Employers interested in offering cafeteria plans need to be aware of several administrative procedures necessary for compliance with Section 125 code legal requirements. According to Core Documents, these procedures include:
- Establishing a plan document outlining specific details of the plan including descriptions of the employee benefits covered, participation rules, annual limits, election procedures, eligibility, employer contribution (if any) and the plan year.
- Distributing a summary plan description (SPD) to all participants. The SPD summarizes specific plan details, claim filing procedures and information about plan sponsorship and administration.
- Being aware of ongoing compliance issues. Failure to be aware of changing laws and regulations can eliminate the tax-free status of FSAs.
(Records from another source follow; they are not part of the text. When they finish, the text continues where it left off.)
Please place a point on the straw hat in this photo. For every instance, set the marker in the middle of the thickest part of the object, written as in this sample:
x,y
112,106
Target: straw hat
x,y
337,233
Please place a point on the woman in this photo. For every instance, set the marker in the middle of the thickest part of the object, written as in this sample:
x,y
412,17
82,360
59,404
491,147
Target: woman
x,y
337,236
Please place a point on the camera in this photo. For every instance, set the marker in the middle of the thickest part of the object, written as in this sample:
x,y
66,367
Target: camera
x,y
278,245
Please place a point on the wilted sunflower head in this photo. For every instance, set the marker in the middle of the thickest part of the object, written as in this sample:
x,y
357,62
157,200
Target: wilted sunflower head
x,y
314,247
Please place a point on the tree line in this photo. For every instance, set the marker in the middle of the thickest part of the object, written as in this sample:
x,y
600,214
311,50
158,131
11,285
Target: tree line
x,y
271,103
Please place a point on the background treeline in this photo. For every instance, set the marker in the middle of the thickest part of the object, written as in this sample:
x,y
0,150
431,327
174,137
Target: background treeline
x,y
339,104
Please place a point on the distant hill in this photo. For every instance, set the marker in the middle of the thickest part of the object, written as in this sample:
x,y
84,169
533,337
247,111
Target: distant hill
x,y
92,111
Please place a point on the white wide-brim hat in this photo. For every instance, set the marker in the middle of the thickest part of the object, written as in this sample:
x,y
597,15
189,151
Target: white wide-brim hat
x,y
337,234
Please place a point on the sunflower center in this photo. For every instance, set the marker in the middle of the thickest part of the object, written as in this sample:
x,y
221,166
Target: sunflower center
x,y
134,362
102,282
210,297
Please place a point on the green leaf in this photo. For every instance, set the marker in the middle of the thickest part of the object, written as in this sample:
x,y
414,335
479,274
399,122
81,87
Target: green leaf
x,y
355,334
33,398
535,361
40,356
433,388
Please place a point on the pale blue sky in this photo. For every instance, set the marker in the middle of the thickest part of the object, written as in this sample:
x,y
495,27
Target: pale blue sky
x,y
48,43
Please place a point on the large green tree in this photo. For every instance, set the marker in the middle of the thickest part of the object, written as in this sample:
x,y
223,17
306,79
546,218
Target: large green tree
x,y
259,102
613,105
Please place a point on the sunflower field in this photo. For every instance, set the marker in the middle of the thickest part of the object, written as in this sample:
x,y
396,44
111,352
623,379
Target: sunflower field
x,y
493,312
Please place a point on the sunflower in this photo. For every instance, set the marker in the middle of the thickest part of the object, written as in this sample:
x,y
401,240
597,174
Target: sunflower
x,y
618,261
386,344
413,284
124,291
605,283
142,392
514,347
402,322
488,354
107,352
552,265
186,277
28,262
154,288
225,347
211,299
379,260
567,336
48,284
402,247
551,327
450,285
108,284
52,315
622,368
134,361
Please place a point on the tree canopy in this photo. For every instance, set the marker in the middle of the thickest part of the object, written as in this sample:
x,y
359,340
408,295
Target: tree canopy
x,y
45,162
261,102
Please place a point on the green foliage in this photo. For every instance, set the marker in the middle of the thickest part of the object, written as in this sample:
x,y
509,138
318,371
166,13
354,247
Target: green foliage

Small businesses interested in establishing a cafeteria plan and administering it themselves can obtain Section 125 plan documents from Core Documents. A variety of modules are available and Section 125 Cafeteria Plan experts are available to discuss your needs and options with you at 1-888-755-3373.
Small businesses wanting more help establishing and administering a Section 125 plan might wish to consider consulting a professional employer organization (PEO).
“This is a tremendous service to small-business owners and a major benefit to workers,” Milan P. Yager, executive vice president of the National Association of Professional Employer Organizations (NAPEO) said in a prepared statement about cafeteria plans. “The PEO’s cafeteria plan gives small businesses and their employees a big business benefit and may encourage employees to seek the care they need when they need it.”